Like many of you and, well, pretty much everyone, when I was younger I was introduced to the platypus, Australia’s strange aquatic mammal that looks like it’s made up of spare parts. I spent most of my childhood thinking, “well, that’s gotta be the strangest animal in the world.”
Can you blame me? Look at that thing. It’s got a duck’s bill, a beaver’s tail, and webbed feet. Plus it can release venom through spurs on its hind limbs during mating season. Even though these are all practical evolutionary aspects for the platypus’ habitat, it’s still a pretty crazy-looking animal. What child-me didn’t know yet was that the platypus isn’t even the weirdest thing living in Australia (They have five out of the top ten most venomous snakes!), not to mention the whole planet.
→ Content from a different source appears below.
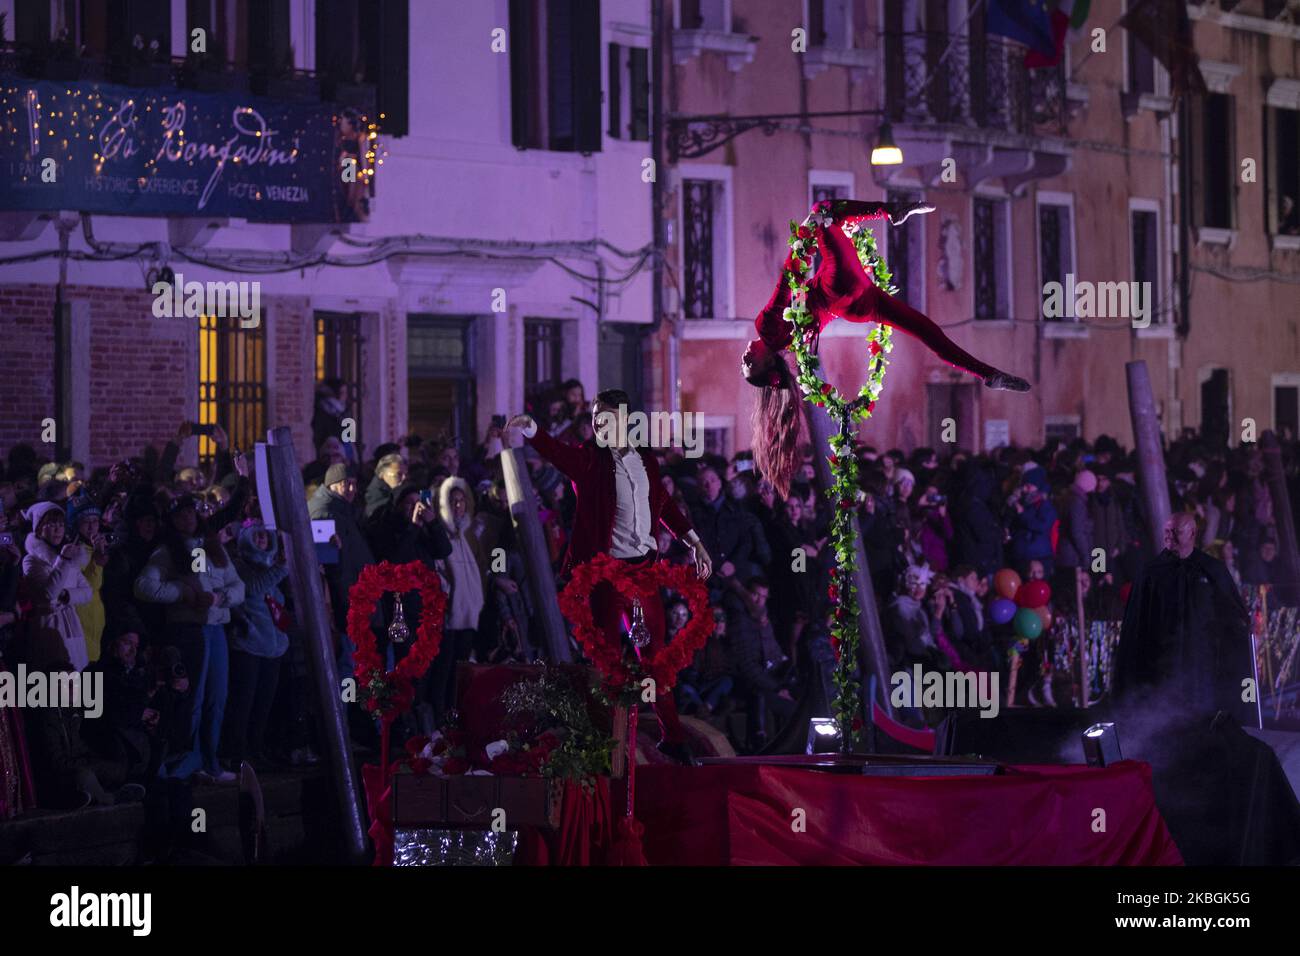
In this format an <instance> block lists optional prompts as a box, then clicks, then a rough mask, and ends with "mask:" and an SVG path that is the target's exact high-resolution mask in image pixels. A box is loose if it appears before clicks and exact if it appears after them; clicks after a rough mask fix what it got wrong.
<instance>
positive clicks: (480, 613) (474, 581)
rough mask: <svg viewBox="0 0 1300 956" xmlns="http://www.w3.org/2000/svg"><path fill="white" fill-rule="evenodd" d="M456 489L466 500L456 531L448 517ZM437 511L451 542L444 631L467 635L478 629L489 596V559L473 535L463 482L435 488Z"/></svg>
mask: <svg viewBox="0 0 1300 956" xmlns="http://www.w3.org/2000/svg"><path fill="white" fill-rule="evenodd" d="M455 489H459V490H460V492H463V493H464V496H465V503H467V507H465V515H464V518H461V519H460V527H458V524H456V520H455V518H454V516H452V514H451V492H452V490H455ZM438 510H439V512H441V515H442V525H443V528H445V529H446V532H447V538H448V541H450V542H451V554H450V555H448V557H447V562H446V566H447V574H448V578H451V598H450V600H448V602H447V627H448V628H450V630H452V631H468V630H476V628H477V627H478V615H480V614H482V609H484V600H485V596H486V593H487V555H485V554H484V553H482V548H481V546H480V544H478V536H477V535H476V533H474V529H473V524H474V496H473V492H471V490H469V484H468V483H467V481H465V480H464V479H459V477H448V479H446V480H445V481H443V483H442V485H441V486H439V488H438Z"/></svg>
As we’re all aware, there’s a whole lot of strange and scary stuff in the ocean, including the Mantis Shrimp, and that’s just from what we actually know about. We have only discovered about 5% of the ocean, and it’s already scaring the pants off people. Our planet is 71% water, and who knows what’s out there?
On that note, I present this thing:
Mother Nature, you crazy.
This is a Pyura chilensis, which is also called a “living rock.” No, that’s not photoshop. Aside from looking like a rock filled with someone’s intestine, Pyrua chilensis is an animal that eats microorganisms by filtering them out of water it sucks in through its ground-beef-esque skin, and produces a rare mineral called vanadium. The local people of Chile and Peru put it in stews or even eat it raw. What?
If you’re asking yourself “What did I just read?” Congratulations, you are sane. I’m all for trying local cuisine in new and foreign places, but this is even a little out of my comfort zone. Plus tourists describe it as “bitter” and “soapy” and “having a weird Iodine flavor.” So yeah, not on my list of snacks at the moment.